[PATCH][X86] Trying to fix PR20243 - leaf frame pointer bug on X86, ELF, PIC
Dario Domizioli
dario.domizioli at gmail.com
Tue Nov 11 10:37:14 PST 2014
Hi Reid, Rafael.
Thanks for the help and the review!
I have committed revision 221695 with the simplified test that Rafael
suggested.
Cheers,
Dario Domizioli
SN Systems - Sony Computer Entertainment Group
On 11 November 2014 17:52, Rafael Espíndola <rafael.espindola at gmail.com>
wrote:
> Yes. It is a valid bug fix. It would still be nice to cleanup the x86
> implementation, but that is independent.
>
> My only request for the patch is to reduce the testcase a bit. For
> example, you don't need the struct.SomeStruct. You should be able to
> test the difference with only
>
> @x = thread_local global i32 0
> define i32 @f() "no-frame-pointer-elim-non-leaf" {
> %a = load i32* @x, align 4
> ret i32 %a
> }
>
> no?
>
> LGTM with that.
>
>
> On 11 November 2014 12:19, Reid Kleckner <rnk at google.com> wrote:
> > Works for me, I think that definitely fixes a bug in existing code.
> Rafael,
> > do you think this approach is OK?
> >
> > On Tue, Nov 11, 2014 at 7:49 AM, Dario Domizioli <
> dario.domizioli at gmail.com>
> > wrote:
> >>
> >> Good news! (maybe)
> >>
> >> I was focusing too much on the instruction definition and not enough on
> >> looking at how the instruction was getting created...
> >> While I inspected the ISel lowering code creating the TLS access pseudo
> >> (in X86ISelLowering.cpp) to find out how to do something similar to what
> >> AArch64 does, I found a comment in the GetTLSADDR() function basically
> >> saying that the code there was responsible for informing the
> >> MachineFrameInfo that the function had calls... however it was only
> setting
> >> the "adjustsStack" flag and not the "hasCalls" flag.
> >>
> >> This means that I don't strictly need to change the definition of the
> TLS
> >> access pseudo, and I can fix the PR with just a one-line change in
> >> X86ISelLowering.cpp.
> >>
> >> Do you think it's acceptable?
> >> I attach the new patch.
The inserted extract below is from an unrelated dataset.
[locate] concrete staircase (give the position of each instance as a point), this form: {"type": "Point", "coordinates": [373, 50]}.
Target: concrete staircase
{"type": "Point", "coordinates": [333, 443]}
I also changed the comment in the test to
> explain
> >> the situation.
> >>
> >> Cheers,
> >> Dario Domizioli
> >> SN Systems - Sony Computer Entertainment Group
> >>
> >>
> >>
> >>
> >>
> >>
> >>
> >>
> >>
> >> On 11 November 2014 12:16, Dario Domizioli <dario.domizioli at gmail.com>
> >> wrote:
> >>>
> >>> Thanks Rafael!
> >>>
> >>> I'll have a look at the AArch64 version (and the PPC patch) and I'll
> try
> >>> to implement something similar.
> >>> I'll post a new patch soon.
> >>>
> >>> Cheers,
> >>> Dario Domizioli
> >>> SN Systems - Sony Computer Entertainment Group
> >>>
> >>>
> >>>
> >>>
> >>>
> >>> On 11 November 2014 05:45, Rafael Espíndola <
> rafael.espindola at gmail.com>
> >>> wrote:
> >>>>
> >>>> For a related issue, see http://reviews.llvm.org/D6209
> >>>>
> >>>> On 10 November 2014 16:02, Rafael Espíndola <
> rafael.espindola at gmail.com>
> >>>> wrote:
> >>>> > On 10 November 2014 10:48, Dario Domizioli <
> dario.domizioli at gmail.com>
> >>>> > wrote:
> >>>> >> Hi Rafael.
> >>>> >>
> >>>> >> I have been looking at this for a while, but I cannot seem to find
> a
> >>>> >> way of
> >>>> >> preserving an LLVM intrinsic after ISel and expanding it later.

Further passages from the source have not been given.